Пораженный этим случаем, я отправился тотчас к нашему доброму градоначальнику, Князю Дмитрию Владимировичу Голицыну, рассказал ему случай и попросил его о покровительстве. «Женщине я могу, – отвечал он, – дать подводу…. et le pauvre diable[90]
… за что ему идти в Сибирь, он провинился по любви, я могу попросить Государя о смягчении наказания. А старик… для него я не могу ничего сделать. Смертоубийство – преступление уголовное». – «Но он говорит, что не виноват». – «Хорошо, вот что я могу сделать – написать к Долгорукову в Вильну об его показании, и предложить сделать новое следствие».Недели через две из Петербурга пришло всемилостивейшее решение по делу Рижских преступников.

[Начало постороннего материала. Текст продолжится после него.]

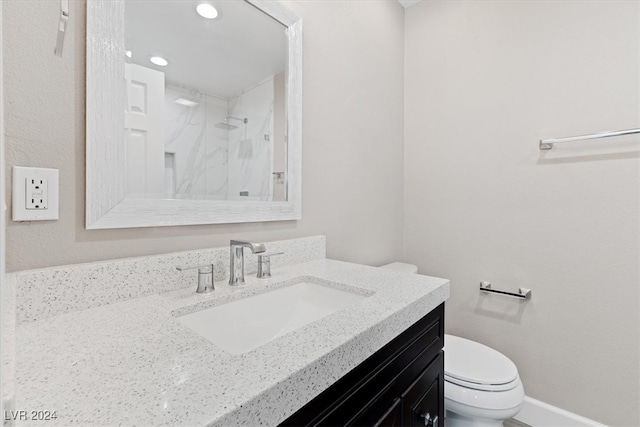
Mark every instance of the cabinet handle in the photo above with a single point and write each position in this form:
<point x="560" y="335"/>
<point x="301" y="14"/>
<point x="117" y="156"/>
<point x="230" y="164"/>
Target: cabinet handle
<point x="428" y="421"/>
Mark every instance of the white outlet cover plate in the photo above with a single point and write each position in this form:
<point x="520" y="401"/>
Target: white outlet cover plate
<point x="19" y="196"/>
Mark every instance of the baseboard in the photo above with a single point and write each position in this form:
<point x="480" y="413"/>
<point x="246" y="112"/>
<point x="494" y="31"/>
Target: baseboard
<point x="539" y="414"/>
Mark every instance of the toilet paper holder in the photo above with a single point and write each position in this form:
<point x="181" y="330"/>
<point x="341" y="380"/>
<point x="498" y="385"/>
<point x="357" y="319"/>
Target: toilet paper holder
<point x="523" y="293"/>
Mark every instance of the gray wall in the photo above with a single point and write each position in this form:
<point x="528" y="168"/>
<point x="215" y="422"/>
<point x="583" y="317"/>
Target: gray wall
<point x="485" y="80"/>
<point x="353" y="127"/>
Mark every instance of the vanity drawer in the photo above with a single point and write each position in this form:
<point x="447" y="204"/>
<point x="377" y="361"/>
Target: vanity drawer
<point x="366" y="394"/>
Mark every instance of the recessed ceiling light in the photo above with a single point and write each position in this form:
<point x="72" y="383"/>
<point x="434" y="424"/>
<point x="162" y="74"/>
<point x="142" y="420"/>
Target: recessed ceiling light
<point x="185" y="102"/>
<point x="159" y="61"/>
<point x="207" y="11"/>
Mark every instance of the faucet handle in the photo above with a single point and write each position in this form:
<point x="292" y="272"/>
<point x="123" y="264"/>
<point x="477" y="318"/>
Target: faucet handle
<point x="205" y="277"/>
<point x="264" y="264"/>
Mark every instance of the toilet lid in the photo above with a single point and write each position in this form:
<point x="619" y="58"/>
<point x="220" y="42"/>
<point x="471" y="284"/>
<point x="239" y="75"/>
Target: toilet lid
<point x="479" y="366"/>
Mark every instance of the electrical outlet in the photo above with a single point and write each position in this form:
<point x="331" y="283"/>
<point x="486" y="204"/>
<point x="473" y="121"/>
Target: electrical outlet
<point x="35" y="194"/>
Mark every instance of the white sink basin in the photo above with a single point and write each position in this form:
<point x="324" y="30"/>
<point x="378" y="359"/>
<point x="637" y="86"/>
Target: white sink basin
<point x="245" y="324"/>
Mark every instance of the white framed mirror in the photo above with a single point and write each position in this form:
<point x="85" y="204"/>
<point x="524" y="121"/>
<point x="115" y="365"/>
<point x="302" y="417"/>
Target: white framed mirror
<point x="215" y="135"/>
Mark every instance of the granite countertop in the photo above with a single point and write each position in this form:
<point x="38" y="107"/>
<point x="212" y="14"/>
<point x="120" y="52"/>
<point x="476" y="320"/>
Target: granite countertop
<point x="133" y="363"/>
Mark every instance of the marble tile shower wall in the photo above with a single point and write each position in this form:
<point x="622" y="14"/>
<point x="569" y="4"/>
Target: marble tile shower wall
<point x="251" y="145"/>
<point x="206" y="162"/>
<point x="195" y="150"/>
<point x="45" y="293"/>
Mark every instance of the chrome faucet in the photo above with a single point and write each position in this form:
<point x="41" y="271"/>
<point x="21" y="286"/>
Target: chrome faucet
<point x="236" y="259"/>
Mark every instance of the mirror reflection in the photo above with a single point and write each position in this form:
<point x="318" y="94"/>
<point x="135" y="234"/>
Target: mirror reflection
<point x="205" y="114"/>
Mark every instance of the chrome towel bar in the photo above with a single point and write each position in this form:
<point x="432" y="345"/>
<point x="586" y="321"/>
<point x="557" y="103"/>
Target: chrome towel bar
<point x="547" y="144"/>
<point x="523" y="293"/>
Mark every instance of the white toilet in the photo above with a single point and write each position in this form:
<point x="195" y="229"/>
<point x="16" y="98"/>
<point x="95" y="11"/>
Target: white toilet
<point x="482" y="387"/>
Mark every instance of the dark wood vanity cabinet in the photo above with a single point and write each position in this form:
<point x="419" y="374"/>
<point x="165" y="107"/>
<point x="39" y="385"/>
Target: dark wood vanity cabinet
<point x="402" y="384"/>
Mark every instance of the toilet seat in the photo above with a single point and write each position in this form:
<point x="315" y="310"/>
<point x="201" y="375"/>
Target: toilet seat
<point x="476" y="366"/>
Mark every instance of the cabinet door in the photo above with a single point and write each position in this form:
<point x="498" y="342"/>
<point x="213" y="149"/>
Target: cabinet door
<point x="393" y="417"/>
<point x="423" y="402"/>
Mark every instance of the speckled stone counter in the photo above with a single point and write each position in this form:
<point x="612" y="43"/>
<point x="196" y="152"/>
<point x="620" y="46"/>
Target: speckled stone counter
<point x="133" y="363"/>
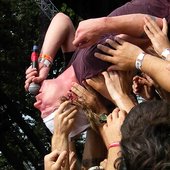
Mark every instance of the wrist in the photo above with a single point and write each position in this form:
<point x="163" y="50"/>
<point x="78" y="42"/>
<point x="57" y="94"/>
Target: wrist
<point x="46" y="60"/>
<point x="113" y="145"/>
<point x="139" y="60"/>
<point x="166" y="54"/>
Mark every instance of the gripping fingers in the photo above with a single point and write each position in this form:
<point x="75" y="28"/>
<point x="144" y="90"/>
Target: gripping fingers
<point x="104" y="57"/>
<point x="61" y="159"/>
<point x="105" y="49"/>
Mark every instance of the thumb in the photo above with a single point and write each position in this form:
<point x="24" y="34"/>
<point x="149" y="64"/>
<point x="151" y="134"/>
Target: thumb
<point x="165" y="27"/>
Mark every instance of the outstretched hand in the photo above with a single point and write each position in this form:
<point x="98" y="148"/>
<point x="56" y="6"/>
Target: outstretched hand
<point x="55" y="160"/>
<point x="144" y="86"/>
<point x="88" y="32"/>
<point x="36" y="76"/>
<point x="121" y="54"/>
<point x="157" y="36"/>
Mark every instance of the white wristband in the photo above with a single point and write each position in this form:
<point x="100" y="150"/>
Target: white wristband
<point x="165" y="53"/>
<point x="139" y="60"/>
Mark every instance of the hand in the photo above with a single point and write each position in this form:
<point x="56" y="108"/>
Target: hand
<point x="55" y="160"/>
<point x="122" y="54"/>
<point x="72" y="161"/>
<point x="111" y="130"/>
<point x="117" y="84"/>
<point x="143" y="43"/>
<point x="88" y="96"/>
<point x="88" y="32"/>
<point x="157" y="36"/>
<point x="98" y="84"/>
<point x="36" y="76"/>
<point x="64" y="118"/>
<point x="143" y="86"/>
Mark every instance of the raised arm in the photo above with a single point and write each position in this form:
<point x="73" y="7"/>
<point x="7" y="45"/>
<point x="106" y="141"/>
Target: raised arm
<point x="89" y="31"/>
<point x="123" y="56"/>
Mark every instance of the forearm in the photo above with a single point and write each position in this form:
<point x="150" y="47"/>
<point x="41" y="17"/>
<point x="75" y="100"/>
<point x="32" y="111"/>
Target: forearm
<point x="113" y="154"/>
<point x="156" y="68"/>
<point x="125" y="103"/>
<point x="59" y="142"/>
<point x="131" y="24"/>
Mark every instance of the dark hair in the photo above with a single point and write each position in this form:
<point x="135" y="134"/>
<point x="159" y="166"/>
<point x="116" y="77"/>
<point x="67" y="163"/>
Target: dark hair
<point x="145" y="143"/>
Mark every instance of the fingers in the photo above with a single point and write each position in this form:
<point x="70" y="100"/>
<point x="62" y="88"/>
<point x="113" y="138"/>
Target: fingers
<point x="165" y="26"/>
<point x="106" y="49"/>
<point x="78" y="89"/>
<point x="60" y="161"/>
<point x="72" y="160"/>
<point x="104" y="57"/>
<point x="88" y="87"/>
<point x="52" y="156"/>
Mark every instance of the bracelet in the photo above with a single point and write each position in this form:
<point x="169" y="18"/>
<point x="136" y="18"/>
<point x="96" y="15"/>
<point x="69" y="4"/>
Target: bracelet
<point x="114" y="144"/>
<point x="139" y="60"/>
<point x="165" y="53"/>
<point x="46" y="60"/>
<point x="45" y="56"/>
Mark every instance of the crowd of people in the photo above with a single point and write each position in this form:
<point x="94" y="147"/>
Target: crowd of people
<point x="115" y="87"/>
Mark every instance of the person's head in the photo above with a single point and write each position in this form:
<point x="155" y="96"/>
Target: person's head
<point x="52" y="90"/>
<point x="145" y="140"/>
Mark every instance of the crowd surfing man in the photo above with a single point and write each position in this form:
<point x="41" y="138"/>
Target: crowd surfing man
<point x="83" y="64"/>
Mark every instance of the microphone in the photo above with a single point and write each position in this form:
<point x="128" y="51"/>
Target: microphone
<point x="33" y="87"/>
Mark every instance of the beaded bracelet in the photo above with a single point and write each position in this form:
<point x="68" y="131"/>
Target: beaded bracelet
<point x="139" y="60"/>
<point x="45" y="56"/>
<point x="114" y="144"/>
<point x="46" y="60"/>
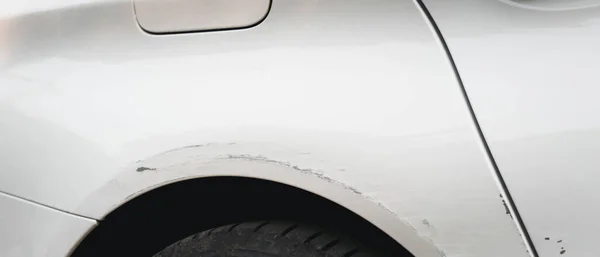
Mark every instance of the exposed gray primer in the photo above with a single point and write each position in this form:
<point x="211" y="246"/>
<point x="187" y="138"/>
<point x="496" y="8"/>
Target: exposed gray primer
<point x="320" y="174"/>
<point x="317" y="173"/>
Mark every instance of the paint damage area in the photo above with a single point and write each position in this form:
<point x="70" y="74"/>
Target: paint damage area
<point x="376" y="184"/>
<point x="314" y="172"/>
<point x="560" y="243"/>
<point x="142" y="169"/>
<point x="506" y="206"/>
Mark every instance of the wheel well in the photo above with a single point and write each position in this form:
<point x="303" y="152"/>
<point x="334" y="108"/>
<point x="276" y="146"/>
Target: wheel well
<point x="156" y="219"/>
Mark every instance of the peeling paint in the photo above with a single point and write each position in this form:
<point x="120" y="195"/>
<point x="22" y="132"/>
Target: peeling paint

Между тем добрый человек посещал острог и однажды встретил своего старика за Евангелием. «Нравится тебе чтение?» – «Очень». – «Ну, так крестись». – «Нет, если я окрещусь теперь, то подумают, что я делаю это только для того, чтоб получить прощение. Я окрещусь, когда буду оправдан». И через несколько времени действительно получено было отношение князя Н.А. Долгорукова из Вильны, что, по вновь открывшимся обстоятельствам, еврей оказывается непричастен к убийству, которое совершено другими лицами, и он был освобожден. Он тотчас принял святое крещение.
Философы! Объясните мне, какое отношение было между бредом умиравшей девушки в Москве, судьбою двух несчастных любовников в Риге и оправданием старика, обвиненного в смертоубийстве понапрасну в Вильне!
А событие точно было, и свидетельствуется не только целым семейством, но и многими лицами, в доме том жившими, например, доктором, лечившим больную.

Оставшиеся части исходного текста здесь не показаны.